Flavouring with Japanese Matcha green tea seems to be the latest food trend! A gourmet ice-cream company in Australia has just launched Matcha green tea ice-cream. Although Matcha green tea ice-cream is available from Woolworths and Coles at around A$10 dollars, not every supermarket outlet seems to have the flavour, so I have decided to make Matcha green tea ice-cream myself.
Traditionally, Matcha is prepared, served and drank as hot tea with Japanese sweets called Wagashi at tea ceremonies in Japan. Like many Japanese women, I went to learn how to prepare, serve and enjoy Matcha tea at tea ceremonies when I was young in Japan. Drinking matcha tea was for special occasions, but now a days, because Matcha powder adds a deep green colour and rich flavour as well as health benefits, it is often added in baking, smoothies, drinks and ice-cream.

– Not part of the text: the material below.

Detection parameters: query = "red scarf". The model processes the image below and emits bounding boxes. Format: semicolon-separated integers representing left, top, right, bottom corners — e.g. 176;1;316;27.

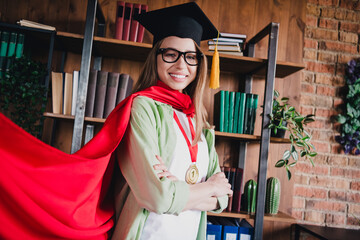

There is a broad spectrum of prices, but usually the better the quality the matcha powder, the more expensive. Mass produced matcha ground by machine will be cheaper than matcha ground by hand because the strong fragrance and flavour will be lost in the process of machine ground. So for drinking at tea ceremony, high quality Matcha powder should be used, but for daily drink in latte or baking, the matcha grade is not really a huge matter in my opinion. I usually get matcha when I go back to Japan and buy it from supermarkets. A 30g tin of matcha powder costs around ￥1000 and there are many companies selling matcha powder. I am sure you can get it online easily.
I love eating matcha with matcha green tea ice-cream with An and mochi. Eating Matcha green tea ice cream with mochi (sticky rice cakes) and An (sweet azuki bean paste) is like having a tea ceremony all in one! I hope you enjoy Matcha green tea ice-cream and if you would like to eat the matcha green tea ice-cream with mochi and An like I did in the photos, don’t forget to check out my mitarashi dango recipe and pressure cooker red bean paste recipe.
- 250 ml Milk
- 125 ml double cream
- 2 egg yolks
- 75 g caster sugar
- 1 1/2 tbs matcha green tea powder
- Bring the milk and cream to a simmer over low heat in a sauce pan.
- Turn the heat off and set aside.
- Whisk 2 egg yolks and sugar in a bowl until the colour of the mixture becomes pale and fluffy.
- Add the matcha green tea powder to the sugar and yolk mixture and mix well.
- Gradually pour the warm milk mixture into the egg mixture and keep whisking until smooth.
- Strain the mixture into a clean sauce pan and place over low heat for 5 minutes, continuously stirring.
- Leave it in the fridge to chill.
- Pour the matcha green tea mixture into an ice cream maker (or you can place it in the freezer and mix it every 2-3 hours).
- Run the ice cream maker for about 20 minutes, and once the mixture has become thicker, pour it into a container and freeze it until set.